Myelopathy manifested clinically as acute longitudinal or
transverse myelitis constitutes one of the most severe and rare neuropsychiatric manifestations of
systemic lupus erythematosus (SLE) (1-3% of patients).
Myelitis has been observed less commonly in other
connective tissue diseases, mostly in
antiphospholipid syndrome, and rarely in Sjögren's syndrome, Behçet's disease and
mixed connective tissue disease.
Acute transverse myelitis (ATM) may also be present in diseases of various etiology, including
multiple sclerosis,
sarcoidosis,
infectious diseases and
malignancies.
Myelitis in SLE is manifested as a dramatic
spinal cord injury leading to
paralysis or
muscular paresis, sensory deficits, and smooth muscle dysfunction usually in the form of sphincter dysfunction. The imaging technique of choice in case of suspected ATM is magnetic resonance imaging with intravenous
contrast agent (
gadolinium diethylenetriamine-pentaacid). Cerebrospinal fluid (CSF) examination in patients with ATM in the course of SLE indicate usually
pleocytosis with prevalence of granulocytes, increased
protein levels, low
glucose levels, significantly hindering differential diagnosis in the early stage of the disease.
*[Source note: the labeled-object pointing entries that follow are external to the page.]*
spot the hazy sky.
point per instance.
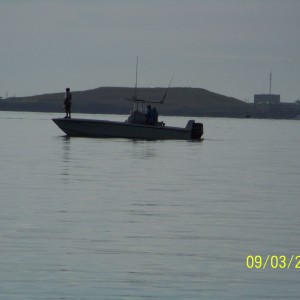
(225, 46)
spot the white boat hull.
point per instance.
(113, 129)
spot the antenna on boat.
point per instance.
(136, 68)
(165, 95)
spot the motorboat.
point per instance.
(131, 130)
(141, 124)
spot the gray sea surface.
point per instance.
(84, 218)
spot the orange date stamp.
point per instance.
(273, 262)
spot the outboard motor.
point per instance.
(197, 130)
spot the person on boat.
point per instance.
(155, 115)
(149, 115)
(68, 103)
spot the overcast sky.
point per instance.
(225, 46)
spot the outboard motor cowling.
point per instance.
(197, 130)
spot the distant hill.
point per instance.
(179, 101)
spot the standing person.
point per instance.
(68, 103)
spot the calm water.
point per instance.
(88, 218)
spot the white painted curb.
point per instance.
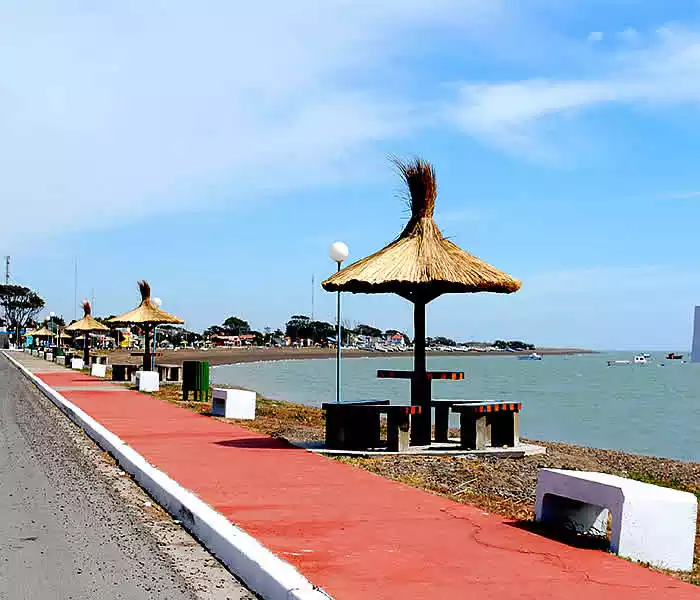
(262, 571)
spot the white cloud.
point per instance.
(629, 35)
(518, 115)
(111, 112)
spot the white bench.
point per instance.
(650, 524)
(147, 381)
(233, 404)
(98, 370)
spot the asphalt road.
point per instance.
(64, 532)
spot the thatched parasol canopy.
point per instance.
(421, 261)
(420, 265)
(146, 315)
(87, 323)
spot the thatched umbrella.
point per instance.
(146, 315)
(86, 325)
(420, 265)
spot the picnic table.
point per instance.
(123, 371)
(441, 412)
(356, 425)
(491, 423)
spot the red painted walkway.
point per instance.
(355, 534)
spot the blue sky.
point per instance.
(217, 149)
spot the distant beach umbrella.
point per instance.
(420, 265)
(147, 315)
(86, 325)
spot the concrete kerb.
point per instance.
(262, 571)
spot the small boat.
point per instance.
(640, 359)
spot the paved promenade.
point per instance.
(357, 535)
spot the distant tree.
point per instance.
(393, 332)
(321, 331)
(443, 341)
(214, 330)
(56, 321)
(513, 345)
(298, 327)
(19, 305)
(367, 330)
(236, 326)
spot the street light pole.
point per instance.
(338, 252)
(157, 303)
(51, 316)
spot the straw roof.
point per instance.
(146, 313)
(421, 262)
(41, 332)
(87, 323)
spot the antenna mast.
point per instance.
(313, 296)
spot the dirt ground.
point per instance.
(230, 356)
(502, 486)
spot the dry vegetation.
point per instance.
(501, 486)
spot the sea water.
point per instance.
(647, 409)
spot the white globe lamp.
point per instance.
(339, 252)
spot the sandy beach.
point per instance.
(232, 356)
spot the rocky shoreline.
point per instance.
(232, 356)
(503, 486)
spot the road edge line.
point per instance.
(261, 570)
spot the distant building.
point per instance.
(230, 341)
(395, 340)
(695, 352)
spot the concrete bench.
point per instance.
(650, 524)
(442, 408)
(357, 425)
(169, 373)
(123, 371)
(147, 381)
(488, 423)
(233, 404)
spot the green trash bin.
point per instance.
(195, 378)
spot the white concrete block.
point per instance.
(233, 404)
(98, 370)
(147, 381)
(650, 524)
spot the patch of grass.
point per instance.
(672, 483)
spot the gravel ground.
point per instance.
(74, 526)
(502, 486)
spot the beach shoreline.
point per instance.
(233, 356)
(503, 486)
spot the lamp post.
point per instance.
(156, 302)
(338, 252)
(51, 316)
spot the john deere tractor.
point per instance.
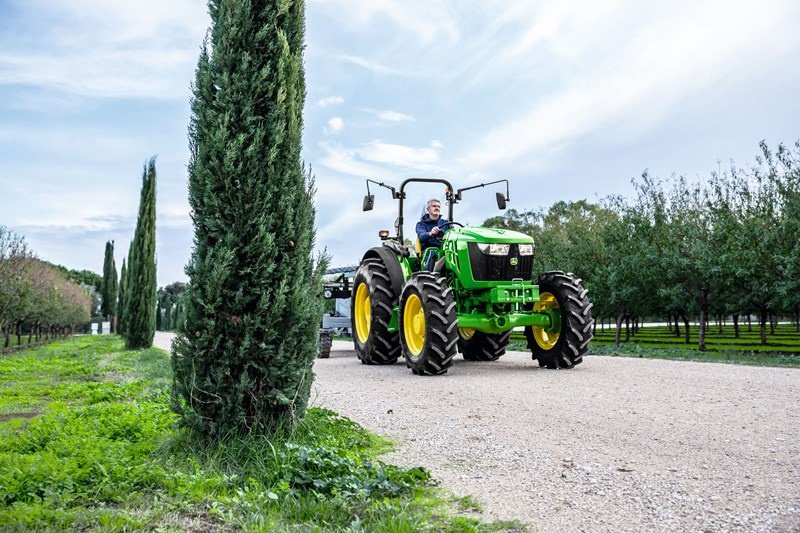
(480, 289)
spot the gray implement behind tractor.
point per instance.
(337, 287)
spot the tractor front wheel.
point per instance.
(428, 332)
(566, 299)
(371, 307)
(480, 346)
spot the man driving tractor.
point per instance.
(430, 230)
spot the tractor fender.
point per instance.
(392, 264)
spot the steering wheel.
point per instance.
(451, 223)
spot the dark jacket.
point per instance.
(424, 228)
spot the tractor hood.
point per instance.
(481, 234)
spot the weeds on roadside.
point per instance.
(103, 451)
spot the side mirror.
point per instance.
(501, 200)
(369, 202)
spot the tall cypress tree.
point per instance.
(140, 297)
(242, 359)
(123, 283)
(109, 291)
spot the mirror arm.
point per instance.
(459, 191)
(395, 195)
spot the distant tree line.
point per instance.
(170, 308)
(725, 246)
(36, 297)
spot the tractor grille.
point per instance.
(499, 267)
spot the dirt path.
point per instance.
(616, 444)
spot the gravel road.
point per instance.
(616, 444)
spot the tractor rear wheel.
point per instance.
(371, 306)
(325, 343)
(428, 325)
(480, 346)
(566, 297)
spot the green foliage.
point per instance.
(36, 295)
(117, 462)
(725, 246)
(123, 285)
(243, 356)
(140, 298)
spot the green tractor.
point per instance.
(480, 289)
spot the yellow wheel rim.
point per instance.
(466, 333)
(546, 339)
(414, 324)
(362, 312)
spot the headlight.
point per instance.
(494, 249)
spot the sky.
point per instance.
(565, 99)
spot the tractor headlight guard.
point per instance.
(525, 249)
(494, 249)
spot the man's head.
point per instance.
(434, 208)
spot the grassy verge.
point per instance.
(87, 440)
(782, 348)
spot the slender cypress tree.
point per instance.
(109, 291)
(121, 298)
(242, 359)
(140, 297)
(159, 317)
(166, 322)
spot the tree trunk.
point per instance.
(686, 329)
(701, 336)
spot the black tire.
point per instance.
(430, 349)
(374, 343)
(325, 343)
(484, 346)
(572, 342)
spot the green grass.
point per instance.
(87, 440)
(656, 342)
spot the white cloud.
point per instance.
(335, 125)
(378, 159)
(394, 116)
(399, 155)
(372, 66)
(669, 57)
(110, 49)
(330, 100)
(346, 161)
(427, 22)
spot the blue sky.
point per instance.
(566, 99)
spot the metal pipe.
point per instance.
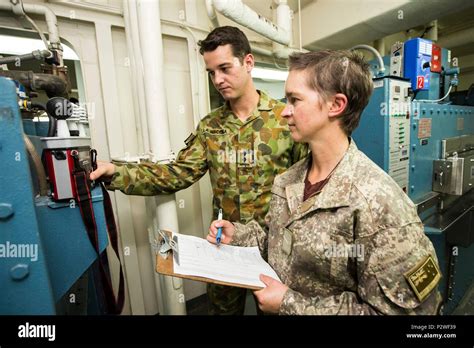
(244, 15)
(158, 127)
(211, 13)
(42, 182)
(51, 23)
(38, 55)
(456, 39)
(374, 51)
(53, 85)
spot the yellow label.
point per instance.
(423, 277)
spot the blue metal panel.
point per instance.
(33, 284)
(371, 137)
(68, 249)
(24, 282)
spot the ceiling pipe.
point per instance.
(376, 54)
(211, 13)
(244, 15)
(51, 22)
(456, 39)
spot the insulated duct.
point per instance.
(244, 15)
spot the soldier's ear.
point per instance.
(337, 104)
(249, 62)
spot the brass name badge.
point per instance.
(423, 277)
(287, 241)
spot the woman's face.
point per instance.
(306, 111)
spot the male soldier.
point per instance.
(244, 145)
(342, 236)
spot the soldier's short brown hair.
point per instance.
(226, 35)
(331, 72)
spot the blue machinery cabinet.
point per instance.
(44, 247)
(404, 138)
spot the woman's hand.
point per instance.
(228, 230)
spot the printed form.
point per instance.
(242, 265)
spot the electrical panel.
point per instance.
(399, 132)
(417, 59)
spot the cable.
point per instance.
(437, 100)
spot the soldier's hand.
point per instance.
(103, 169)
(227, 231)
(270, 298)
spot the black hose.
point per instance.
(53, 85)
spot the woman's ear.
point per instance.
(249, 62)
(338, 105)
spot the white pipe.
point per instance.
(51, 22)
(282, 15)
(244, 15)
(158, 127)
(374, 51)
(211, 13)
(136, 68)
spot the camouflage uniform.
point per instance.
(243, 159)
(350, 249)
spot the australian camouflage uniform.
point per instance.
(243, 159)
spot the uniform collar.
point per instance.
(264, 104)
(336, 193)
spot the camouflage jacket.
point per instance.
(243, 159)
(357, 247)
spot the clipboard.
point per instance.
(165, 266)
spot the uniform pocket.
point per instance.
(396, 289)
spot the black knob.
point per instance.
(59, 108)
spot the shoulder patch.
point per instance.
(423, 277)
(190, 139)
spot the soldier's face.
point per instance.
(229, 75)
(306, 111)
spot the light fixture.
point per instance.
(269, 74)
(20, 45)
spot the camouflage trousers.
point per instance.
(227, 300)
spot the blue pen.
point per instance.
(219, 229)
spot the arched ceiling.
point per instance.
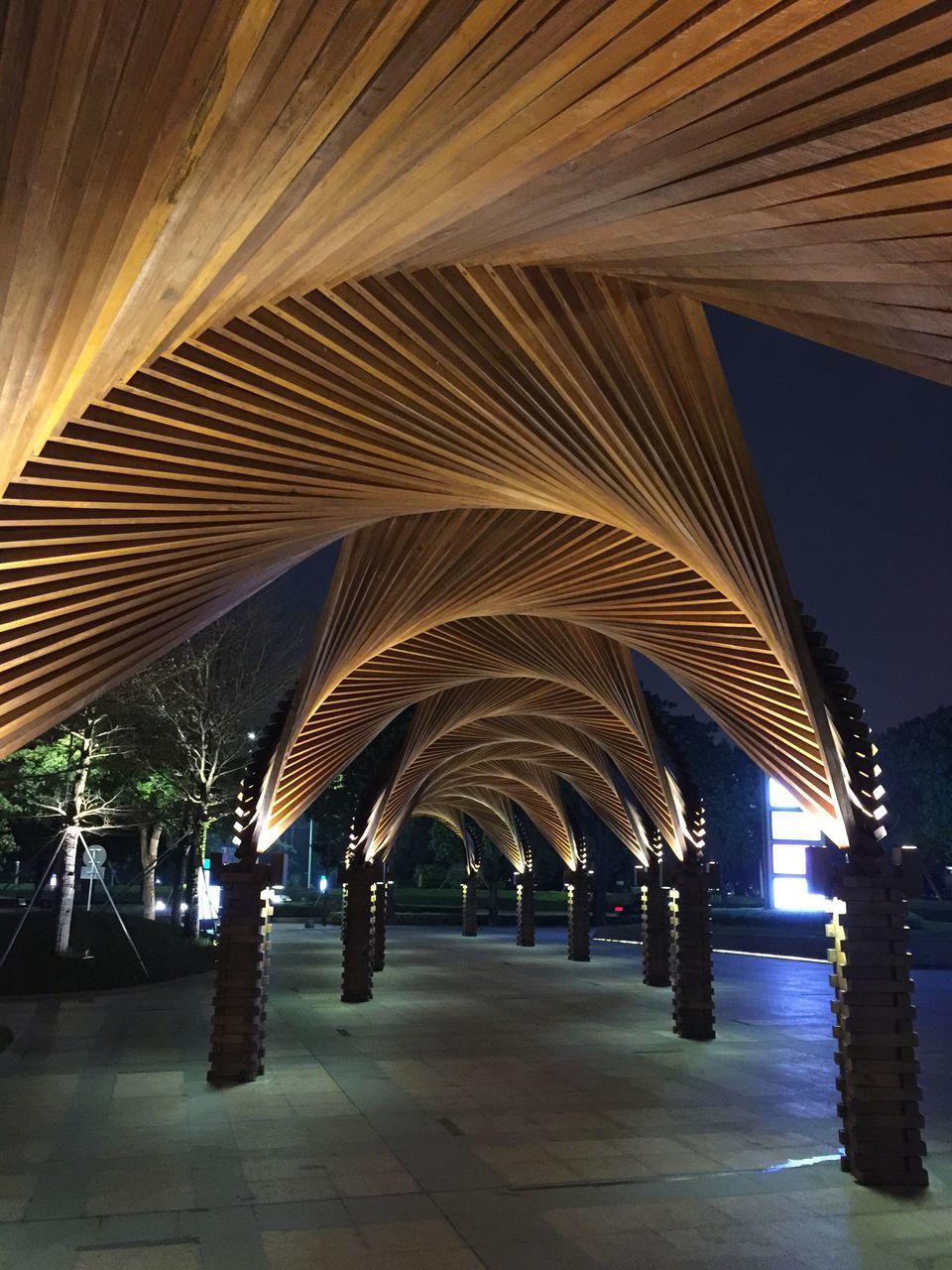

Observations made by the authors (2 female patients with SLE) show that
antibodies specific to SLE can be found in the CSF collected in the acute phase of
myelitis. These observations have not yet been confirmed by other researchers. Early introduction of intravenous immunosuppression with large doses of
cyclophosphamide and glucocorticosteroids improves the long-term prognosis. Other therapeutic approaches have been also used in more severe cases. Even with appropriate
therapy, prognosis in this disease is uncertain.